Fix incident auto-resolve workflows not triggering #5382

sanyo4ever · 2025-10-21T13:04:08Z

Pull Request: Fix incident auto-resolve workflows not triggering
🐛 Problem
When incidents are automatically resolved (via the "resolve when all alerts resolve" setting), workflow triggers with type: incident and events: [updated] were not being executed. This only affected auto-resolution; manual resolution worked correctly.
🔍 Root Cause
The resolve_incident_if_require() method in keep/api/bl/incidents_bl.py (lines 432-472) was updating the incident status in the database but not calling send_workflow_event() to trigger workflows.
Compare with:
change_status() method (line 474+) - triggers workflows ✅
__postprocess_alerts_change() method (line 338) - triggers workflows ✅
resolve_incident_if_require() - missing workflow trigger ❌
✅ Solution
Added three missing operations to resolve_incident_if_require() after the incident status is updated:
Set end_time - Records when the incident was resolved (consistent with manual resolution)

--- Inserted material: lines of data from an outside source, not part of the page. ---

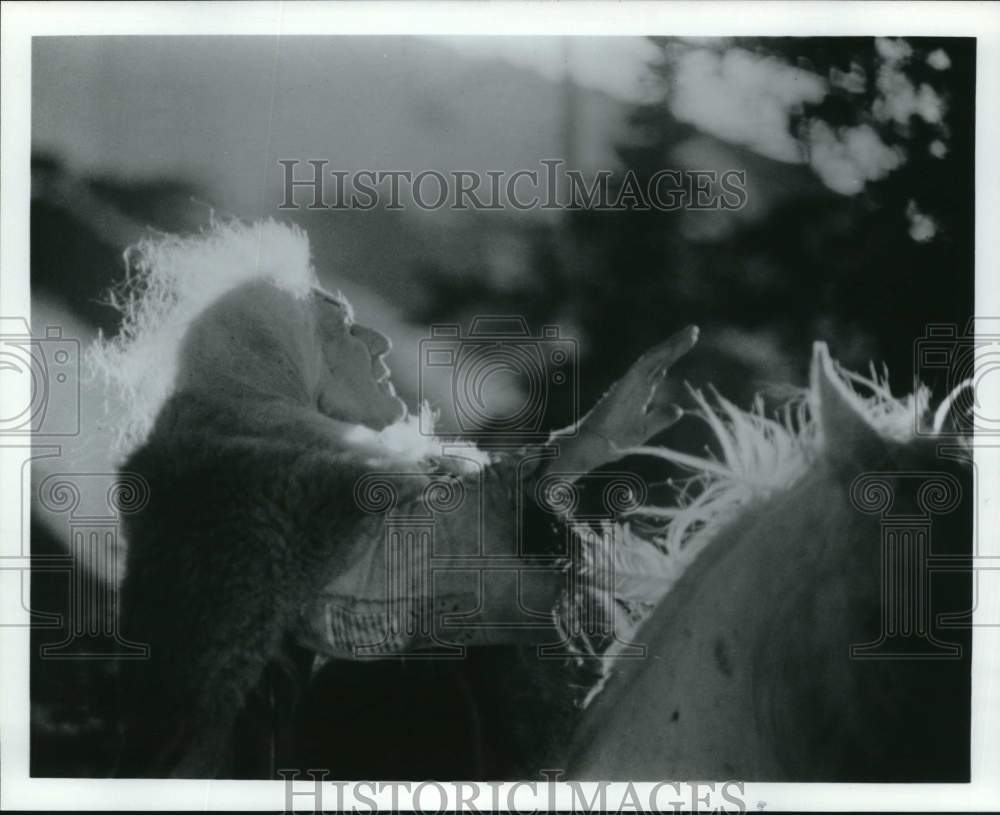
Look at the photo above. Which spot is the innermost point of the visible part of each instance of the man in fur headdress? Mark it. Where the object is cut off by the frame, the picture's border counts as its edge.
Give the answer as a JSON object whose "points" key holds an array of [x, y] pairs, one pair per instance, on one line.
{"points": [[259, 407]]}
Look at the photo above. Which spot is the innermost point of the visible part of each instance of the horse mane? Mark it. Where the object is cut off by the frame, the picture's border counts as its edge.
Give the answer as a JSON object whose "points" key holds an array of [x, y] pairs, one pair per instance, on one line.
{"points": [[763, 455]]}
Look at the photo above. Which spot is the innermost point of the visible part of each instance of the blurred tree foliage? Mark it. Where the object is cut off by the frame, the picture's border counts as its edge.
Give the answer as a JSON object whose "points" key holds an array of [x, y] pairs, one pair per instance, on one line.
{"points": [[822, 265]]}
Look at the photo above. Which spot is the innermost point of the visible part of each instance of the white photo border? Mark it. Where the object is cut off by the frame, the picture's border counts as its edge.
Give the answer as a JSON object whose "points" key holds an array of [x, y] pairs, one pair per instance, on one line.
{"points": [[23, 20]]}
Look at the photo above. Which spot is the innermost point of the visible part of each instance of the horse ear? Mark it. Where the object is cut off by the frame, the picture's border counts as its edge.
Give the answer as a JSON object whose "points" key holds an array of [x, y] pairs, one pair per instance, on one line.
{"points": [[849, 439]]}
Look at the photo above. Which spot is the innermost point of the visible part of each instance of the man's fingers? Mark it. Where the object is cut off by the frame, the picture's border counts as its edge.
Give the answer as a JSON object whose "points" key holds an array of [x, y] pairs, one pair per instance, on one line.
{"points": [[659, 359]]}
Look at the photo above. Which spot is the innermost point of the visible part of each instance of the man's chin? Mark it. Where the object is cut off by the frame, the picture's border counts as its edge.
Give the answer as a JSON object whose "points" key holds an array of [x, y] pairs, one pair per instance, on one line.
{"points": [[395, 410]]}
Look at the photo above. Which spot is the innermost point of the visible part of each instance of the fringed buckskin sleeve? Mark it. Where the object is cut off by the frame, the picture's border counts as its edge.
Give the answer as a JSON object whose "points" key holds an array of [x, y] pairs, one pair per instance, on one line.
{"points": [[445, 559]]}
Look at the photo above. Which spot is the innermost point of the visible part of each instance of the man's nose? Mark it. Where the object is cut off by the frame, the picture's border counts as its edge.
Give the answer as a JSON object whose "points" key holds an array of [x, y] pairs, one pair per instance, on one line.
{"points": [[377, 342]]}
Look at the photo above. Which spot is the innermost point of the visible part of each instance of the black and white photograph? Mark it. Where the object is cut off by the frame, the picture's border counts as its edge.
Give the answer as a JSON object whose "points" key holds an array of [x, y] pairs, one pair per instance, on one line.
{"points": [[414, 407]]}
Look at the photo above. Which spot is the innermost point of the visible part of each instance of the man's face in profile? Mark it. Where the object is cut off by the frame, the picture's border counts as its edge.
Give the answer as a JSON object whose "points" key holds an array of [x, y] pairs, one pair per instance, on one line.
{"points": [[354, 381]]}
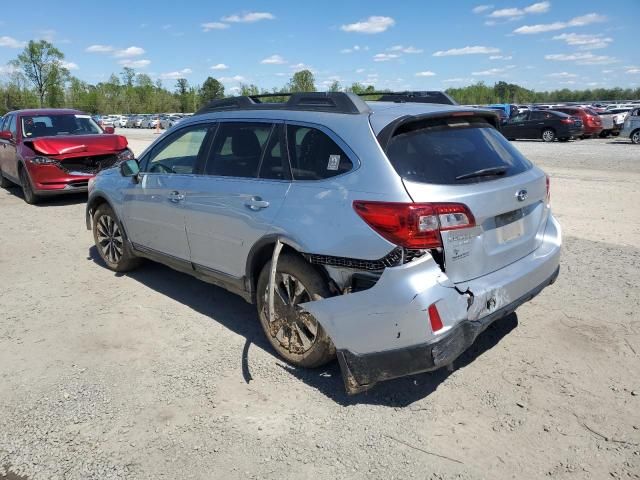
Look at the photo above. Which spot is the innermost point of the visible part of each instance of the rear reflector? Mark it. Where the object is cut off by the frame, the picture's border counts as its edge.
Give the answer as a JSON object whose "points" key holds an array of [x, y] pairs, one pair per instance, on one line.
{"points": [[434, 318], [414, 225]]}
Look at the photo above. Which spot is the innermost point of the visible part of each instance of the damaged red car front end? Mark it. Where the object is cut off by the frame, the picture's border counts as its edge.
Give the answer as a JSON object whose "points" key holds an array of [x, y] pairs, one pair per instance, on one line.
{"points": [[65, 164], [56, 151]]}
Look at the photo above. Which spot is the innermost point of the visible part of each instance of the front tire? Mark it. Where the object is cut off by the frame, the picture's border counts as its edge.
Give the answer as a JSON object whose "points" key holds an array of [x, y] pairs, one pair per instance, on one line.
{"points": [[111, 242], [295, 334], [548, 135], [27, 189]]}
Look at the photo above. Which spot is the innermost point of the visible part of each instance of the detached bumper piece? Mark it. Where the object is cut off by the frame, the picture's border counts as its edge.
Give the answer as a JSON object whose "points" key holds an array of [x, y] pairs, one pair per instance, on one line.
{"points": [[362, 372]]}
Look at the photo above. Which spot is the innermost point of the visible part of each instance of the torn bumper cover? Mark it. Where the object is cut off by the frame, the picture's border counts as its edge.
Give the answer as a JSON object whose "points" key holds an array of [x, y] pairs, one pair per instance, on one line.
{"points": [[384, 332]]}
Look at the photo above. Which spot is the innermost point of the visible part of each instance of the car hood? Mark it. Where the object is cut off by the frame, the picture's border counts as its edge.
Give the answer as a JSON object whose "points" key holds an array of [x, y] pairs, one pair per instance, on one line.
{"points": [[78, 144]]}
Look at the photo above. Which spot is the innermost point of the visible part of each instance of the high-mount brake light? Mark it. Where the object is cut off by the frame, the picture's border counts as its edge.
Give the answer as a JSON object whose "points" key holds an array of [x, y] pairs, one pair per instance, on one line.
{"points": [[414, 225]]}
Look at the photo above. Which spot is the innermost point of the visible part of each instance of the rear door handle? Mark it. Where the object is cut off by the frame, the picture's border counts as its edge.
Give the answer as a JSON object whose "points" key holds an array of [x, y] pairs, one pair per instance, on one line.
{"points": [[176, 197], [256, 203]]}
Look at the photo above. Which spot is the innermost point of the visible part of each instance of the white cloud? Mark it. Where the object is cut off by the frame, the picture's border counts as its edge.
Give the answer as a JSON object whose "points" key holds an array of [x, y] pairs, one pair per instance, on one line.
{"points": [[586, 58], [355, 48], [11, 42], [562, 75], [249, 17], [129, 52], [99, 49], [69, 65], [481, 8], [235, 78], [541, 7], [177, 74], [491, 71], [584, 41], [375, 24], [403, 49], [207, 27], [475, 50], [273, 60], [581, 21], [8, 69], [135, 63], [384, 57]]}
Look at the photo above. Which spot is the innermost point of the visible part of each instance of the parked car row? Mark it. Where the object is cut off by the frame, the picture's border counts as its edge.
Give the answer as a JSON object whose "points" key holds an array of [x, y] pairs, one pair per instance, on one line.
{"points": [[141, 120]]}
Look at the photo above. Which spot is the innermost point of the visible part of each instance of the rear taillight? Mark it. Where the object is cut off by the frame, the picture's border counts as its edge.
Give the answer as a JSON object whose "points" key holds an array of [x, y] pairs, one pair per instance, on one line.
{"points": [[414, 225], [548, 197]]}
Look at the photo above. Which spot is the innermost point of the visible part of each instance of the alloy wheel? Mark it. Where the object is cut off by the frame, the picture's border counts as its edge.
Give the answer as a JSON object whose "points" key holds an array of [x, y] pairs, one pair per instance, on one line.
{"points": [[110, 239], [295, 329]]}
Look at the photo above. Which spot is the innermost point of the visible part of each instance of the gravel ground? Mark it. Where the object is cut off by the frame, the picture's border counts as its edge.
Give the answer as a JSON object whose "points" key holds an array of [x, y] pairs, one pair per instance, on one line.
{"points": [[154, 374]]}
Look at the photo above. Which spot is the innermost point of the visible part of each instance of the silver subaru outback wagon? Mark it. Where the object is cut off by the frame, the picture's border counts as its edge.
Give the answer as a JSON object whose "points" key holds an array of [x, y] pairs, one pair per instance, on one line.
{"points": [[388, 234]]}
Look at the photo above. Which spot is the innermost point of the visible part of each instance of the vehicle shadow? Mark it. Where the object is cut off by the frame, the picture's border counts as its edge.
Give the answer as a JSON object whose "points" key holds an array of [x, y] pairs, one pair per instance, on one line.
{"points": [[240, 317], [52, 201]]}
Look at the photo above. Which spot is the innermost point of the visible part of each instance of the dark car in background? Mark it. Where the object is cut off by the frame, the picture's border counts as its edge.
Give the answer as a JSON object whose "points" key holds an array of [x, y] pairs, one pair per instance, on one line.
{"points": [[55, 151], [547, 125], [591, 121]]}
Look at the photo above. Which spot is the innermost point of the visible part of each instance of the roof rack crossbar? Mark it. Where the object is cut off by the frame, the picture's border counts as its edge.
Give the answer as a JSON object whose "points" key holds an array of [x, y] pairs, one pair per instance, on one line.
{"points": [[336, 102]]}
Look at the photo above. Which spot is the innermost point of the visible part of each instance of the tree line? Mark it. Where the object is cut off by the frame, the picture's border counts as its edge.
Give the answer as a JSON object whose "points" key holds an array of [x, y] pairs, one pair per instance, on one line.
{"points": [[38, 78]]}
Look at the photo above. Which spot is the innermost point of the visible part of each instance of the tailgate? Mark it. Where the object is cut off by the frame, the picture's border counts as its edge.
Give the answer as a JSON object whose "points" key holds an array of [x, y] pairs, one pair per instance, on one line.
{"points": [[508, 226]]}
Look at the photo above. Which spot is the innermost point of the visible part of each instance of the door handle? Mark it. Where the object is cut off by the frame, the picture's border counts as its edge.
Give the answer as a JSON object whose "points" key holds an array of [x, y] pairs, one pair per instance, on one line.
{"points": [[256, 203], [176, 197]]}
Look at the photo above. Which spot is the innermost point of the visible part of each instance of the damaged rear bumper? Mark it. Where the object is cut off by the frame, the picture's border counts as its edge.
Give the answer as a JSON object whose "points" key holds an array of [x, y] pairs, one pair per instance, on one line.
{"points": [[384, 332], [361, 372]]}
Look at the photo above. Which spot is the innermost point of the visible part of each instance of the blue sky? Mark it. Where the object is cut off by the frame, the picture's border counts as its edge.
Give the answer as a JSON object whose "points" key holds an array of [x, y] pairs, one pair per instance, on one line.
{"points": [[398, 45]]}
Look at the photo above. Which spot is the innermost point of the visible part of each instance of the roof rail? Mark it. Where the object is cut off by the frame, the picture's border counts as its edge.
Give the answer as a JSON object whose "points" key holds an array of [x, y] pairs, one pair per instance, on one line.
{"points": [[420, 96], [334, 102]]}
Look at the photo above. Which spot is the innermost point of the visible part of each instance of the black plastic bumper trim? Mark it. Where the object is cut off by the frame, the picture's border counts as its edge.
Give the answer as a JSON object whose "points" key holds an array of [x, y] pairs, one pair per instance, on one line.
{"points": [[361, 372]]}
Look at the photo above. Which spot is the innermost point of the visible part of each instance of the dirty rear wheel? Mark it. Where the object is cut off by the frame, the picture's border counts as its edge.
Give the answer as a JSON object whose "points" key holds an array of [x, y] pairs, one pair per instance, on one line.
{"points": [[294, 334], [111, 242]]}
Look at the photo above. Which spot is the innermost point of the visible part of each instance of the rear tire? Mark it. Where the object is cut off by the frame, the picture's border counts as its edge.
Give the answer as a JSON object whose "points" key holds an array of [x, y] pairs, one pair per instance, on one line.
{"points": [[548, 135], [27, 188], [295, 334], [111, 242]]}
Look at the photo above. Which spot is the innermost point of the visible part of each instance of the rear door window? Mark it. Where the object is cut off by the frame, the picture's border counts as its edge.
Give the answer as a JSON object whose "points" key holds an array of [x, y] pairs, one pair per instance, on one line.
{"points": [[314, 155], [440, 151]]}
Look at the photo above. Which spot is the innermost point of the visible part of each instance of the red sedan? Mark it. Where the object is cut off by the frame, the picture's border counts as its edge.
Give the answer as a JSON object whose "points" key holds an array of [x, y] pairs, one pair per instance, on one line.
{"points": [[591, 121], [55, 151]]}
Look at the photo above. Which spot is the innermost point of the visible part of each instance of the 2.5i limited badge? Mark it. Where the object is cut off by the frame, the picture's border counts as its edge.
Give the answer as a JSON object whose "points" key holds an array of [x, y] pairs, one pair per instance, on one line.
{"points": [[522, 195]]}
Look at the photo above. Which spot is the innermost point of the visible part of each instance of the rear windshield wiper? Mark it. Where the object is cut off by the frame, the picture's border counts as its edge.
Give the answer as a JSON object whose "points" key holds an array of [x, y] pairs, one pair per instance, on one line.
{"points": [[484, 172]]}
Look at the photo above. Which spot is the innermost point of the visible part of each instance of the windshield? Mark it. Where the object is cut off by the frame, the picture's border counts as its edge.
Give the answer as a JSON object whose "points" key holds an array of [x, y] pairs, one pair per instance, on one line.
{"points": [[446, 151], [53, 125]]}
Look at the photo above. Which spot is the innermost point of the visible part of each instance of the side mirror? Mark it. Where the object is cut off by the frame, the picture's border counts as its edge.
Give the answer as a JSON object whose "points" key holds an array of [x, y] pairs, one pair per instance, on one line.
{"points": [[130, 168]]}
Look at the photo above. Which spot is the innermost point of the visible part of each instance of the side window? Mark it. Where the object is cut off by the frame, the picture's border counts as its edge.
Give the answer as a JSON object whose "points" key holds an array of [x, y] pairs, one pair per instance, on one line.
{"points": [[313, 155], [237, 149], [180, 153], [12, 125]]}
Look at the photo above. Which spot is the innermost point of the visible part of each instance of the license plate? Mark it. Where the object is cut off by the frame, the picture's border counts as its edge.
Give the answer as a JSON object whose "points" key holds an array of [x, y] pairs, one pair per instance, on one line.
{"points": [[510, 225]]}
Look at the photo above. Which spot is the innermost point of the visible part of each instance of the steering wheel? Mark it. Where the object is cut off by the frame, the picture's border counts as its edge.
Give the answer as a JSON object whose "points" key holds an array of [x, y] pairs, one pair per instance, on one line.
{"points": [[161, 168]]}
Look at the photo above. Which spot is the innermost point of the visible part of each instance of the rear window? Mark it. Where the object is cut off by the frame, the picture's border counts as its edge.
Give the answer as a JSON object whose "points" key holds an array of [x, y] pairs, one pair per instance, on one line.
{"points": [[442, 150]]}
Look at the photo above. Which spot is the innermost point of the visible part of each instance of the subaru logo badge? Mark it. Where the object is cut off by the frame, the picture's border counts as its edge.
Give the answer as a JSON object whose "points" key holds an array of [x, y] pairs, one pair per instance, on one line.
{"points": [[521, 195]]}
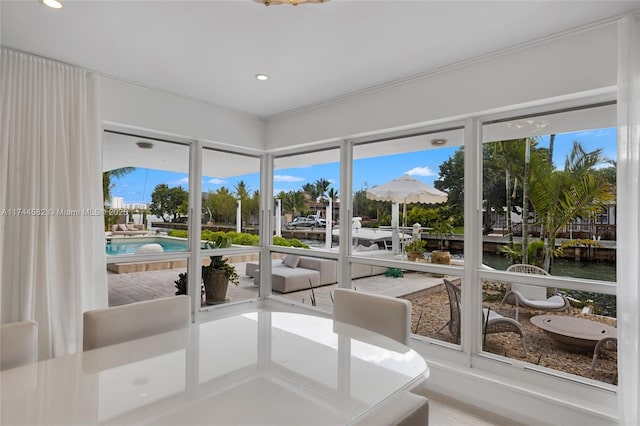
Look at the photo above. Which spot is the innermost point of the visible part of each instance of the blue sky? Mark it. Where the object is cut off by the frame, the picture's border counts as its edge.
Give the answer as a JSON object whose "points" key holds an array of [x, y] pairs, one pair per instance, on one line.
{"points": [[137, 187]]}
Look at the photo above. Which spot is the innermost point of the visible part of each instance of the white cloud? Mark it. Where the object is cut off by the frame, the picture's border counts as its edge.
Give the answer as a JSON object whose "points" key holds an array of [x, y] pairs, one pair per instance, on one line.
{"points": [[287, 178], [216, 181], [421, 171]]}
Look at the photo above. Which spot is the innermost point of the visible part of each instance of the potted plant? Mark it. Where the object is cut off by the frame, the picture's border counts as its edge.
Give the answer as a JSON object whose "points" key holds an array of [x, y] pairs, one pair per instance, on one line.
{"points": [[442, 228], [415, 250], [217, 275]]}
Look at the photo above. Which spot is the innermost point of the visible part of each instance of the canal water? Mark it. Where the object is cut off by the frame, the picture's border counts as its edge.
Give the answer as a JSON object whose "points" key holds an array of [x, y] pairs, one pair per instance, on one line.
{"points": [[603, 271]]}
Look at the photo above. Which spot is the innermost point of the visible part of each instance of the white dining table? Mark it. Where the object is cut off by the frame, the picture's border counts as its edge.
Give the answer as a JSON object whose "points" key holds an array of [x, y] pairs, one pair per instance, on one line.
{"points": [[259, 367]]}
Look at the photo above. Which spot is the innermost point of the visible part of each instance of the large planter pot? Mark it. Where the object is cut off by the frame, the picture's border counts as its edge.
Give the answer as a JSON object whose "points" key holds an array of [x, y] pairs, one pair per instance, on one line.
{"points": [[441, 257], [215, 287]]}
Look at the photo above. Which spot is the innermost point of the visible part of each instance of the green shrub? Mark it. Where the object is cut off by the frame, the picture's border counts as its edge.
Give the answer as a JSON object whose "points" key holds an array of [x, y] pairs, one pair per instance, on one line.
{"points": [[178, 233], [284, 242]]}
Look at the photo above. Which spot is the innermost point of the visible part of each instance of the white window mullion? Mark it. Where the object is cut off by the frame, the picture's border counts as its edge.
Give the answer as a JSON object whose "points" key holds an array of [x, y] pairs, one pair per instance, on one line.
{"points": [[195, 220], [266, 220], [346, 210]]}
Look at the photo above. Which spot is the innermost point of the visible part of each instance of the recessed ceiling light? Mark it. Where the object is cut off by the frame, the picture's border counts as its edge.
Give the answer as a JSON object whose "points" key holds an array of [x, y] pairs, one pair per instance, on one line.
{"points": [[54, 4], [144, 144]]}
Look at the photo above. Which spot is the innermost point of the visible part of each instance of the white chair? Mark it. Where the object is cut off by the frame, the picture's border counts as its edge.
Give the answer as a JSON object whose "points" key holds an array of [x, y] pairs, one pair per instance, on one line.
{"points": [[382, 314], [516, 293], [109, 326], [18, 344], [402, 409]]}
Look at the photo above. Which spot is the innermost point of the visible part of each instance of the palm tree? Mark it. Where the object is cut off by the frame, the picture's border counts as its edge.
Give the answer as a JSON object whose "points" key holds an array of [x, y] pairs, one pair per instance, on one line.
{"points": [[108, 176], [559, 196], [322, 185]]}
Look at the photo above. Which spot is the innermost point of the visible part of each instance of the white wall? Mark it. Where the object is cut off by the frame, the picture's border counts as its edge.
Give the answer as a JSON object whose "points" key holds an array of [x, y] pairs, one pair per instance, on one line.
{"points": [[580, 62], [132, 105]]}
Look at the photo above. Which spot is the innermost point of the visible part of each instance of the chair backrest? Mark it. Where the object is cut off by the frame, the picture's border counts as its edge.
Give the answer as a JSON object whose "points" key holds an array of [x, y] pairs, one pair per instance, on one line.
{"points": [[382, 314], [104, 327], [455, 297], [527, 269], [18, 344], [402, 409]]}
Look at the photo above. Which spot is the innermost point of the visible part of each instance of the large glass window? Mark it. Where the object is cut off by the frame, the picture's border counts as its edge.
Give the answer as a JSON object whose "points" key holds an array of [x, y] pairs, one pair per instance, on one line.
{"points": [[230, 225], [407, 226], [306, 188], [549, 211]]}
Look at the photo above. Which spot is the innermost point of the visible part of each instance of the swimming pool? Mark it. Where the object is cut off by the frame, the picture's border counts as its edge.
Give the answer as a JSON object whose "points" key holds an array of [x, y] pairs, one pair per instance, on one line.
{"points": [[128, 245]]}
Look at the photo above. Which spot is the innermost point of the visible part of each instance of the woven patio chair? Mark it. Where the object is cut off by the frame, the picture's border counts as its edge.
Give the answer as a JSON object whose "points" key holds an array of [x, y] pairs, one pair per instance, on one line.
{"points": [[515, 296], [610, 343], [492, 322]]}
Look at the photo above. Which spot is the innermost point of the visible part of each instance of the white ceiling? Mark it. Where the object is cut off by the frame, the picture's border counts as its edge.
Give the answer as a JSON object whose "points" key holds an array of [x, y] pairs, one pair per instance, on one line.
{"points": [[211, 50]]}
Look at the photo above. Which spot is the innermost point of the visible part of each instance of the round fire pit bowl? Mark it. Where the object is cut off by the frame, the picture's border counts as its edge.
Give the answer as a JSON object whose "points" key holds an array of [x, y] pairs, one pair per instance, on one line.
{"points": [[573, 333]]}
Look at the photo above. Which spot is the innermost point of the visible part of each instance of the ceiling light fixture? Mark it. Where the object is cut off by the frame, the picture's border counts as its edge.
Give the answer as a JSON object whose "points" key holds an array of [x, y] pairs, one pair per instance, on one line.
{"points": [[144, 144], [54, 4], [291, 2]]}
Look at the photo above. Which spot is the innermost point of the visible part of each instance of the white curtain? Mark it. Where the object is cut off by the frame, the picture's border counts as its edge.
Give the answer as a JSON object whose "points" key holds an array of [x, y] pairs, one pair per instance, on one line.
{"points": [[628, 218], [52, 260]]}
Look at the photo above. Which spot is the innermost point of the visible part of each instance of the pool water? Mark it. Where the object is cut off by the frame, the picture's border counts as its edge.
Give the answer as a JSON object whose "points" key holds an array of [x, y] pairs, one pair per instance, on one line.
{"points": [[127, 245]]}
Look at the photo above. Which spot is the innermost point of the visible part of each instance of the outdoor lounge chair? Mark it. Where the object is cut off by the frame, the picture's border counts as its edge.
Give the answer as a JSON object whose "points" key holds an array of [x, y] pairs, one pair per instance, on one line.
{"points": [[516, 293], [609, 343], [492, 322]]}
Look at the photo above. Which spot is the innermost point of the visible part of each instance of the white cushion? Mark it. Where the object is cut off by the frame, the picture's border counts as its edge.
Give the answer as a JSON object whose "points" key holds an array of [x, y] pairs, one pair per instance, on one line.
{"points": [[150, 248], [109, 326], [291, 261], [401, 409], [18, 344]]}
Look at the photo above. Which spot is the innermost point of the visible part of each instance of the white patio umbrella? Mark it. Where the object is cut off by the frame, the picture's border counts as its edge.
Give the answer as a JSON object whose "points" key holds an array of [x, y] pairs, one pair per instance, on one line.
{"points": [[406, 189]]}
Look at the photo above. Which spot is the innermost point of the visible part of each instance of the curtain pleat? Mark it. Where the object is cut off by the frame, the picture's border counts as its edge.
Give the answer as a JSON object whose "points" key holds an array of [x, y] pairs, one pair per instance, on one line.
{"points": [[52, 260], [628, 219]]}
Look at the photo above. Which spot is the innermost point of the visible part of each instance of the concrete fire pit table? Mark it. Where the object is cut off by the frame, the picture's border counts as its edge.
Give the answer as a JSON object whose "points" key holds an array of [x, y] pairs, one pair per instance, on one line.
{"points": [[573, 333]]}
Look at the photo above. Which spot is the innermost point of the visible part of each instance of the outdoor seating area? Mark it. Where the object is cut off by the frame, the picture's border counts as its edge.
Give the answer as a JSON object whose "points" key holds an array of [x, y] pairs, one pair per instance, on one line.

Trigger workflows - Calls send_workflow_event(incident_dto, "updated") to execute incident workflows
Update clients - Calls update_client_on_incident_change() to notify UI via Pusher
📝 Changes
File: keep/api/bl/incidents_bl.py
Lines modified: 460-474
Lines added: 13
🧪 Testing
Before fix:
Created incident from UptimeKuma alert
Enabled "Resolve incident when all alerts resolve"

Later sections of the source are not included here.